The Art of Leaving and Arriving
For a blog entitled The Migrant Type, this article ("All Immigrants are Artists") at The Atlantic has a special resonance.
While contemplating Patricia Engel’s It’s Not Love, It’s Just Paris, the gloriously-named Haitian-American writer Edwidge Danticat encounters the idea that "re-creating your entire life is a form of reinvention on par with the greatest works of literature" with the same sense of astonishment I also felt when reading the article itself, let alone the novel that sparked it. As an immigrant, I'd never considered the act of migration a creative one, yet in the sense of reinvention Danticat outlines, there's a compelling and even romantic case for it.
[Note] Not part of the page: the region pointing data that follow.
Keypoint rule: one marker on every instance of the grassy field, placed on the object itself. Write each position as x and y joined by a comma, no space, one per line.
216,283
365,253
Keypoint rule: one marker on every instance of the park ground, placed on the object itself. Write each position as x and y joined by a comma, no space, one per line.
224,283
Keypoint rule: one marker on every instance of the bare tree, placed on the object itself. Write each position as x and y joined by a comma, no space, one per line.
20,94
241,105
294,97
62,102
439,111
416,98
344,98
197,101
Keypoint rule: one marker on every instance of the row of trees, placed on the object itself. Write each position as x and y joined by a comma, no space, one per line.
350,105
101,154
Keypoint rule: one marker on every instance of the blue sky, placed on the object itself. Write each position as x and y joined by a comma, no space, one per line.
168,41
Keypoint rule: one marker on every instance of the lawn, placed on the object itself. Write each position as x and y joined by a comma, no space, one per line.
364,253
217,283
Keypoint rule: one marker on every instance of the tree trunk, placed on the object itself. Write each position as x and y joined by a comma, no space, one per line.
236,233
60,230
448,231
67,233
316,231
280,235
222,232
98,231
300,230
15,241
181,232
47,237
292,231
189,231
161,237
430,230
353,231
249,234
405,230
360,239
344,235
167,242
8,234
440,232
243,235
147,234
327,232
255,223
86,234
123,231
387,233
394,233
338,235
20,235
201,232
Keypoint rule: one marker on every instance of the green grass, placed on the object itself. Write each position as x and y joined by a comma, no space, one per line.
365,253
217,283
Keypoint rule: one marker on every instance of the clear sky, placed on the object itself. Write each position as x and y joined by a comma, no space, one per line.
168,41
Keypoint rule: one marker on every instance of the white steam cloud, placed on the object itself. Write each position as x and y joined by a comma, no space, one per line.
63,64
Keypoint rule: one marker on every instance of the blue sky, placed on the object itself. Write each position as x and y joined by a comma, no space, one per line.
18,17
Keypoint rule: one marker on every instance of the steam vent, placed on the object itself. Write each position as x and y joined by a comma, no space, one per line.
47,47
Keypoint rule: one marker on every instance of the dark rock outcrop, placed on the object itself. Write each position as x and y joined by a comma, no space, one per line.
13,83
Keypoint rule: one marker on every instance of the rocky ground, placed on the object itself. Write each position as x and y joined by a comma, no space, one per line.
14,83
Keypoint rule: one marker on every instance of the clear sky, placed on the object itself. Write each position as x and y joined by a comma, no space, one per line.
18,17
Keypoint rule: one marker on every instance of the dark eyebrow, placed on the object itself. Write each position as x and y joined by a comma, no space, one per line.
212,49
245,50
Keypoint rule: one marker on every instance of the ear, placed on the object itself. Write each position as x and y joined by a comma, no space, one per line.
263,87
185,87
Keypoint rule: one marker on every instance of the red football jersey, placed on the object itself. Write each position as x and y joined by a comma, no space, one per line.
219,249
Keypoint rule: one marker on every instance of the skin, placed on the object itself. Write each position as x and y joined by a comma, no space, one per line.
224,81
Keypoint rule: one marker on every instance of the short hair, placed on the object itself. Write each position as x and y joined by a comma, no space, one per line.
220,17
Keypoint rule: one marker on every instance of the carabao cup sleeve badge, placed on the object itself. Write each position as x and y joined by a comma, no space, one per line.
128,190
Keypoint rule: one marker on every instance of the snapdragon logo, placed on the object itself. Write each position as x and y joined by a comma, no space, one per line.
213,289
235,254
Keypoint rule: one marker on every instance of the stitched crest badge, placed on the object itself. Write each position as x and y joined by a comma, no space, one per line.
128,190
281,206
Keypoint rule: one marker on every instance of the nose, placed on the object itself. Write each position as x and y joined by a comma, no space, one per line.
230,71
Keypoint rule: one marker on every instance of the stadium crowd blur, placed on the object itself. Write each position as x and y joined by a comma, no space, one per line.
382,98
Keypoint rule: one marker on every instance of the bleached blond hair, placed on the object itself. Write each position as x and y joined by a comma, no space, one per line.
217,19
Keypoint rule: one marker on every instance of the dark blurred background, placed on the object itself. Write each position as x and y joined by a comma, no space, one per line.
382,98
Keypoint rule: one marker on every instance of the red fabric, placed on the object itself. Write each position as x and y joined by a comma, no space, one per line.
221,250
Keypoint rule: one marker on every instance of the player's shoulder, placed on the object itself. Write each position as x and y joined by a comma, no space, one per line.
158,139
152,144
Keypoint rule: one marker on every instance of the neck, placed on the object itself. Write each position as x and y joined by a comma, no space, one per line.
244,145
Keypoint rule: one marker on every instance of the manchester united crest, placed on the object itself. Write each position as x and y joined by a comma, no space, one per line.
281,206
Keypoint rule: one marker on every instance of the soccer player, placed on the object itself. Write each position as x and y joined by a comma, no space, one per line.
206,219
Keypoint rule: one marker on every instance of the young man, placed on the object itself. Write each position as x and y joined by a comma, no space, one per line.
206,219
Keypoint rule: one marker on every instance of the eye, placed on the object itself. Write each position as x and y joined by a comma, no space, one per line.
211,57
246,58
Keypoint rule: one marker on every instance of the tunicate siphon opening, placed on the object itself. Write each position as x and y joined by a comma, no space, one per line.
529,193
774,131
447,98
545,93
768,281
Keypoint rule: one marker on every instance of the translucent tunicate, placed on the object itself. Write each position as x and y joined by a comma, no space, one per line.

Her interpretation of Engel's novel reveals the enchanting idea that art need not reside in the mythic clouds but can (and perhaps should?) live among real people in the practical world of survival. As she writes—in a sentence that had me nodding my head vigorously—"I’ve never seen anyone connect being an artist and an immigrant so explicitly, and for me it was a revelation." Yes. In a world in which immigrants are treated with suspicion and even hostility in many of their host countries, this was hidden in plain sight all along. And fittingly, it takes an artist (or two) to articulate it. Speaking of which, I want to give the last word to the writer of the source novel, since this short quote is simply lovely:
"[A]ll immigrants are artists because they create a life, a future, from nothing but a dream. The immigrant’s life is art in its purest form."